FRIDAY POTPOURRI: HOW FAR IS TOO FAR?

Is a priest who wears oxford shoes and uses a thurible a conservative?  Is a priest who wears sandals and uses an incense bowl a liberal?  If both options are on the Catholic playing field, does it matter?  Does it matter any differently if you are St. Patrick Cathedral or in a mud and thatch church in the missions?  Does it matter if one is a Jesuit and one is a Franciscan?  

The last paragraph that we are going to look at in this particular section (111) of the GIRM (we start something new next week) is really trying to get everybody on the same page.  It tells us that great care should be taken that the Mass is coordinated among all of the ministers as well as having some input from the parishioners with final say coming from the “rector.”  This is so that the choir director doesn’t prepare for the usual weekend Mass, the celebrant decides to move the patronal feast to the weekend, and the lector not knowing which readings to prepare.  That is why the “rector” sets the calendar, tone, and is responsible for communicating it.  




It is interesting that they use the world “rector.”  I had to research this a little bit.  It is not a term often used in the Catholic Church.  It comes from the Latin meaning “ruler.”  I think they use this term because not every parish has a pastor.  A seminary has a rector, not a pastor.  The bishop’s church (cathedral) may need a person to see to the day to day running of it as the bishop is out and about so much.  So you might have the rector of the cathedral . . .

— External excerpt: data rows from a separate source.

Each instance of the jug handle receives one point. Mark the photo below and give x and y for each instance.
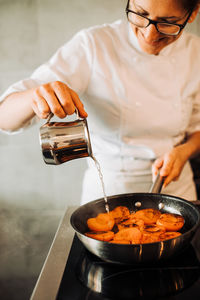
(51, 115)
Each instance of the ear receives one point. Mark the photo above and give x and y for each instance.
(194, 14)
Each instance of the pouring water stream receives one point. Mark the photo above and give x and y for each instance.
(102, 182)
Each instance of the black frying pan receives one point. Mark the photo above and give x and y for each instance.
(141, 253)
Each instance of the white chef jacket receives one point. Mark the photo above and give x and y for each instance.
(139, 105)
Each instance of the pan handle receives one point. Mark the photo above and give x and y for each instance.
(157, 184)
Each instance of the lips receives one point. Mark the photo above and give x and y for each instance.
(152, 42)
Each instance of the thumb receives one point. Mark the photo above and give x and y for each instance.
(158, 163)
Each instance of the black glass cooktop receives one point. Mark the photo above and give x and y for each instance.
(88, 277)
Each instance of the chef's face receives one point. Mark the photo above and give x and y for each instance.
(150, 40)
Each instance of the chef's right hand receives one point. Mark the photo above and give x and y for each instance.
(58, 98)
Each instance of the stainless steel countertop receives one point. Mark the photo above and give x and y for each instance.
(48, 282)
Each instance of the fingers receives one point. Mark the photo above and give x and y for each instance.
(78, 104)
(40, 106)
(58, 98)
(156, 166)
(174, 173)
(170, 166)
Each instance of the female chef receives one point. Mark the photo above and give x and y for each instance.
(139, 80)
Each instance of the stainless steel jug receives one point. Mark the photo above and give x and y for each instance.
(64, 141)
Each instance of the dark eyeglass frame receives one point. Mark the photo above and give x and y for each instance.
(181, 26)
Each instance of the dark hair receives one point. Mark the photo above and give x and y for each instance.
(189, 5)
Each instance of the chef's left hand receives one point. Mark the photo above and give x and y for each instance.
(170, 164)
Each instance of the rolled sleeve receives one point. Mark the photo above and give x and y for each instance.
(194, 124)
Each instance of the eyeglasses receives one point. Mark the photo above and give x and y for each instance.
(162, 27)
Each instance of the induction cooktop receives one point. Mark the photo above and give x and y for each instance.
(88, 277)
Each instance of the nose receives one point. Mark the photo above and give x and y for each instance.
(151, 34)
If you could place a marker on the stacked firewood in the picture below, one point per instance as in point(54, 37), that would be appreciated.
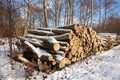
point(56, 48)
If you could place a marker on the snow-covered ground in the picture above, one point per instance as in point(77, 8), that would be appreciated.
point(103, 66)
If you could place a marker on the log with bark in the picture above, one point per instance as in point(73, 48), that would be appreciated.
point(61, 46)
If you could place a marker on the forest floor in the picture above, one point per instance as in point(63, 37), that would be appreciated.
point(103, 66)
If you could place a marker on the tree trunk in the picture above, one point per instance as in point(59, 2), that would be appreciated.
point(45, 13)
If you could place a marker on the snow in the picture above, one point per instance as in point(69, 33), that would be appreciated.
point(103, 66)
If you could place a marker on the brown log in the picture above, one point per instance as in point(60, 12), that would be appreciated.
point(18, 56)
point(62, 43)
point(62, 53)
point(66, 36)
point(74, 27)
point(61, 61)
point(56, 31)
point(49, 45)
point(41, 32)
point(74, 49)
point(64, 48)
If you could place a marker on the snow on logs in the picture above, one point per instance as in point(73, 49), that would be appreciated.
point(61, 46)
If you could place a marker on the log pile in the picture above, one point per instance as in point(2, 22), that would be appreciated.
point(53, 49)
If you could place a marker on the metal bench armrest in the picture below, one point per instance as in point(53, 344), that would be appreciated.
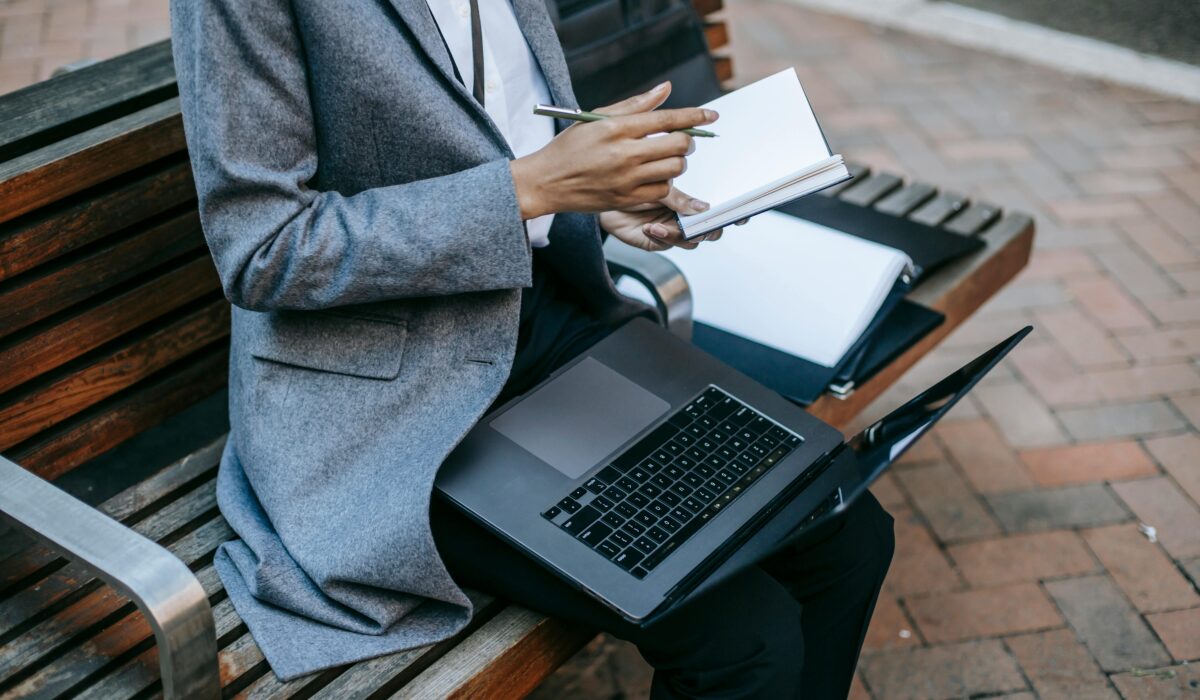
point(672, 297)
point(160, 584)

So now, the rector has coordinated the Mass, communicated what will be happening, but another priest is going to celebrate.  Things may not go as smoothly as one might hope because the very last sentence of this last paragraph of this last section states, “However, the priest who presides at the celebration always retains the right of arranging those things that pertain to him.”

So that is terribly interesting.  What exactly does that mean?  I think that is what allowed my first parish to run both smoothly and somewhat diversely.  Mass was essentially the same from celebration to celebration though the celebrant changed.  Along with him however there may be oxfords or sandals, the Missal at the top of the corporal or off to the left, thurible or incense bowl.  Does the rector have the right to say to a celebrant, “No cassock,” or “No jeans” at Mass?  I would argue that this right does not exist (though it is possible for said rector to make said celebrant’s life miserable - and a good parochial vicar tries his best to bring about the vision a particular rector is trying to establish - but I’m just saying - and I admit to having strong preferences)  though a rector (and indeed anybody) has not only the right but the obligation to point out something that a priest is doing that is illicit or invalid.  

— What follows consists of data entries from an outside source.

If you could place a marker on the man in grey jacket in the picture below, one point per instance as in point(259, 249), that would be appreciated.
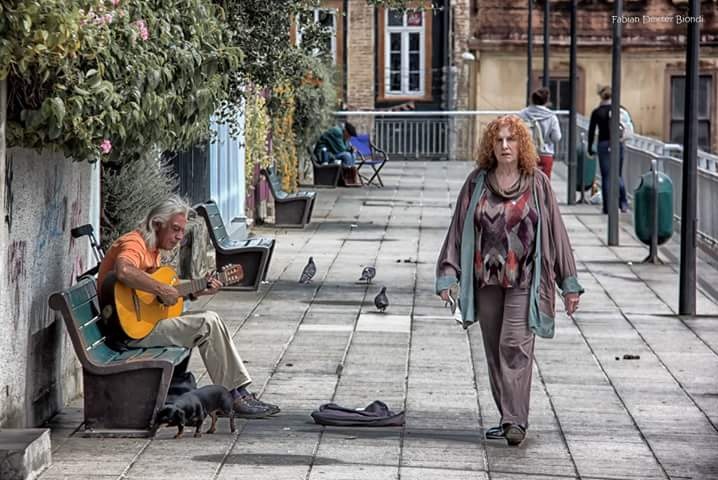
point(539, 117)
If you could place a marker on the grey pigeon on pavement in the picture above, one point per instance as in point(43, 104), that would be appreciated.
point(309, 270)
point(381, 300)
point(367, 274)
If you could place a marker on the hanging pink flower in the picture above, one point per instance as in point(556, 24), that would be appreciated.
point(106, 146)
point(142, 28)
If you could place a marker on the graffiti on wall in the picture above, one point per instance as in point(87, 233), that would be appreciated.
point(75, 220)
point(8, 192)
point(16, 274)
point(54, 214)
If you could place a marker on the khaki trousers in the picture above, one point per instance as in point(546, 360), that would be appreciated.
point(509, 344)
point(206, 331)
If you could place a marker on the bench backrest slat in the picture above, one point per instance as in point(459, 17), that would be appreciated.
point(81, 301)
point(275, 183)
point(218, 232)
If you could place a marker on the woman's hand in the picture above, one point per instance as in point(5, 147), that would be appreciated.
point(570, 301)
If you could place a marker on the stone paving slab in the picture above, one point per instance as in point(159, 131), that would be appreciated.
point(592, 416)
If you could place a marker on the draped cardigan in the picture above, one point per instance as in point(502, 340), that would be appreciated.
point(553, 265)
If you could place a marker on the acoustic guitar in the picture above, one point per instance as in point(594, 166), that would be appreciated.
point(137, 312)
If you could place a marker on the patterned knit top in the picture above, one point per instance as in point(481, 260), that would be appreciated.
point(505, 239)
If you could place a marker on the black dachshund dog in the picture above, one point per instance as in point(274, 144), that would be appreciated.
point(191, 408)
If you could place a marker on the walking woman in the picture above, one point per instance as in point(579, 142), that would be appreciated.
point(507, 248)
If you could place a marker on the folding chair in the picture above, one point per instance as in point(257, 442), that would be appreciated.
point(370, 155)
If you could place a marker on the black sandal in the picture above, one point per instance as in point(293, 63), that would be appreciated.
point(495, 433)
point(514, 434)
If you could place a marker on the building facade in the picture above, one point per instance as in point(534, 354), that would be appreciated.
point(389, 59)
point(652, 67)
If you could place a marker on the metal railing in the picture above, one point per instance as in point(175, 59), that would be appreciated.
point(454, 135)
point(640, 151)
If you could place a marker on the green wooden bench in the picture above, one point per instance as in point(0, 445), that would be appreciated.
point(291, 209)
point(123, 388)
point(253, 254)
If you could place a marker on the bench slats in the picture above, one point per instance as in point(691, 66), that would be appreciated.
point(96, 343)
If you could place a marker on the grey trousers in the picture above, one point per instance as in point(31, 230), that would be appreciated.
point(206, 331)
point(509, 344)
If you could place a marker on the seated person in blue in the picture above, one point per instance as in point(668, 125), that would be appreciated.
point(333, 147)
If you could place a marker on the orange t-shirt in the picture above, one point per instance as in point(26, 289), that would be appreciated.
point(131, 247)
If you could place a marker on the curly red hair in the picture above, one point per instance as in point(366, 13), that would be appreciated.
point(527, 156)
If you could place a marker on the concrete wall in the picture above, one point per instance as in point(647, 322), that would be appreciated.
point(45, 195)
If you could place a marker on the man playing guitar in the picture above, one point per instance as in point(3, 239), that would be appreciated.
point(132, 258)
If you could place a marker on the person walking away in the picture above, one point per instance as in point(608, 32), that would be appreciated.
point(601, 118)
point(506, 249)
point(544, 127)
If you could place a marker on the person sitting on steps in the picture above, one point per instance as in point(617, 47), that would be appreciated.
point(333, 146)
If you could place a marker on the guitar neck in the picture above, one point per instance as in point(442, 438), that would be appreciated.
point(190, 287)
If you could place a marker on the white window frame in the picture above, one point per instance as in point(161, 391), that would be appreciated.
point(332, 31)
point(404, 30)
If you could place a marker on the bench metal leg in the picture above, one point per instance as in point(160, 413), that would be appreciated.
point(375, 175)
point(254, 261)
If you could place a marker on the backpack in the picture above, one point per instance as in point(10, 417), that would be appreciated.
point(536, 133)
point(625, 125)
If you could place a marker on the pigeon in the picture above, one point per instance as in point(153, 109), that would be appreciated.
point(309, 270)
point(367, 274)
point(381, 301)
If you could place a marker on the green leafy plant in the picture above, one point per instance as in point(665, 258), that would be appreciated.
point(130, 190)
point(315, 96)
point(110, 79)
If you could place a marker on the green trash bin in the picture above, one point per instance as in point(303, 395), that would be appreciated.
point(643, 204)
point(589, 163)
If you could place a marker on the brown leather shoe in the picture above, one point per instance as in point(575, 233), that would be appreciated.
point(248, 407)
point(273, 409)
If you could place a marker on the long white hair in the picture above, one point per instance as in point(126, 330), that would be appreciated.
point(159, 215)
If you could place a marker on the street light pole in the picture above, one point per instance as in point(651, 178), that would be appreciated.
point(572, 114)
point(687, 280)
point(614, 165)
point(546, 36)
point(529, 54)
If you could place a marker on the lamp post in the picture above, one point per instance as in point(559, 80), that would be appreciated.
point(546, 36)
point(687, 279)
point(529, 54)
point(572, 114)
point(615, 159)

So if a presider likes to wear a fiddleback or a properly colored tie dye chasuble you might say to him, “I really don’t like that,” but in the long run it really doesn’t matter.  It is both valid and licit and Jesus is still fully present at the Mass.  But if he celebrates not wearing a chasuble at all or changing the words of consecration because he thinks it is truer to the Latin, then something needs to be said.

1 comment:

Anonymous said...

Oh Father. That last photo is making my eyes bleed. I think I can hear Baby Jesus crying. Make it stop!